For the root partition, the minimum disk space recommended is 5.2 GB, so any value higher than that should be enough. Since resizing the disk on a running system is not an easy task, be generous here. For this test installation, I gave it 20,000 MB, or 20 GB. OK.
The partition mounted at /home should be allocated most of the available disk space. If you were generous with disk space allocation to the root partition, be very, very, generous here. Depending on how you use the computer, this could fill up quickly. Leave the file system at the default and use /home as the Mount point. OK.
The last partition will be for Swap, disk space that the system may use as virtual memory. Select swap area from the Use as dropdown menu, and assign it a suitable disk space. For most systems, 4 GB should be more than enough. OK.
Back to the main Advanced Partitioning Tool window, you should see the partitions you just created. If you followed the partitioning scheme used for this tutorial to the letter, the partitions should be listed as sda3, sda5, sda6 and sda7. Not visible on this screen shot, are the pre-existing Windows 7 partitions, which are sda1 and sda2.
The final task that must be completed at this step before clicking Install Now, is to select the Device for boot loader installation.
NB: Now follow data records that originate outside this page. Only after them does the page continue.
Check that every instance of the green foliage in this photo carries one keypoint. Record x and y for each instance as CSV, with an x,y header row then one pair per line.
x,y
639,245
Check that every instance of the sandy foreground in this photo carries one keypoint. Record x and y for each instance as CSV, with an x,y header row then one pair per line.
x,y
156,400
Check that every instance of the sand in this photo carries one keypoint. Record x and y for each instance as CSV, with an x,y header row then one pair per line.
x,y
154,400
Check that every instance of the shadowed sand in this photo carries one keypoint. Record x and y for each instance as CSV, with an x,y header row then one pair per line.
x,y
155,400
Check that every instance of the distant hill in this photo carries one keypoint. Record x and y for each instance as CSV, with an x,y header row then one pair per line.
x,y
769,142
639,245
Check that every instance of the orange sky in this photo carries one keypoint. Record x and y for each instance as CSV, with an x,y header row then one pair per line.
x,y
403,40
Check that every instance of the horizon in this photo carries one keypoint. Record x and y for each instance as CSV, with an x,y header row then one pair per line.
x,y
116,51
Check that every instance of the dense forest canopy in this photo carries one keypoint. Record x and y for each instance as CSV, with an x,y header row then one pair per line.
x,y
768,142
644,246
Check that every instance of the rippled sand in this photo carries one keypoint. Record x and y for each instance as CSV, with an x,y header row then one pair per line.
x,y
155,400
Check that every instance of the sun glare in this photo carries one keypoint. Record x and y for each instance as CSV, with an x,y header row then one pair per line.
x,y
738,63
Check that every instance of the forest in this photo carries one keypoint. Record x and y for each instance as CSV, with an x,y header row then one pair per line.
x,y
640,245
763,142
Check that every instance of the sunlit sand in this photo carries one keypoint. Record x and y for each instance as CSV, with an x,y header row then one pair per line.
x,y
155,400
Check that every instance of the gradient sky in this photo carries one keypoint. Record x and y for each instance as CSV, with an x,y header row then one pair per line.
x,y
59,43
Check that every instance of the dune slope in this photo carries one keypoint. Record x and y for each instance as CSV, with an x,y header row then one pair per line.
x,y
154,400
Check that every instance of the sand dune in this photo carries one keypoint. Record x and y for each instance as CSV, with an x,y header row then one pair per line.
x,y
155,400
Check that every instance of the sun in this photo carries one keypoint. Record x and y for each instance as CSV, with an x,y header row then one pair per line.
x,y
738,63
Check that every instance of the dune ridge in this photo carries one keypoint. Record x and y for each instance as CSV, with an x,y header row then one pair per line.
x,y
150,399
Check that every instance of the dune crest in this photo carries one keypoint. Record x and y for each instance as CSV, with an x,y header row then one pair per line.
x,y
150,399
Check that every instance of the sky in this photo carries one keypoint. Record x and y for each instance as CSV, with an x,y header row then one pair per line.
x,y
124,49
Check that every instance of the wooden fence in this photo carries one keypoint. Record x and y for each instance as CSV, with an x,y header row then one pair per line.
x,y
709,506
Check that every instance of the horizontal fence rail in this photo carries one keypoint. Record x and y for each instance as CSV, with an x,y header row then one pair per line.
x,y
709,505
By default, it is sda or to be exact, the MBR of sda. You need to change that to sda3, which corresponds to the boot partition that you just created.
This is what the Device for boot loader installation dropdown menu should look like before you click Install Now.
After installation has completed successfully, the computer should reboot into Windows 7. Before Windows reboots, it will start checking the resized C drive for consistency. Let the check complete. After the check has completed, login. Since there is no way to boot into Linux Mint 13 until an entry for it is added to Windows 7’s boot menu, the next task is to download and install EasyBCD from here. After EasyBCD has been installed, start it. The main window is shown below. Click on Add New Entry tab.
While there, click on the Linux/BSD tab, then select GRUB 2 from the Type dropdown menu. GRUB 2, not GRUB Legacy, is the version of GRUB used by Linux Mint 13. Edit the Name field to match the distribution you are adding it for. Apply the changes by clicking the Add Entry button. Click on the Edit Boot Menu tab.
You should see how the entries will appear on the boot menu. Exit EasyBCD and restart the computer. Good or bad, let me know how you fared with this tutorial.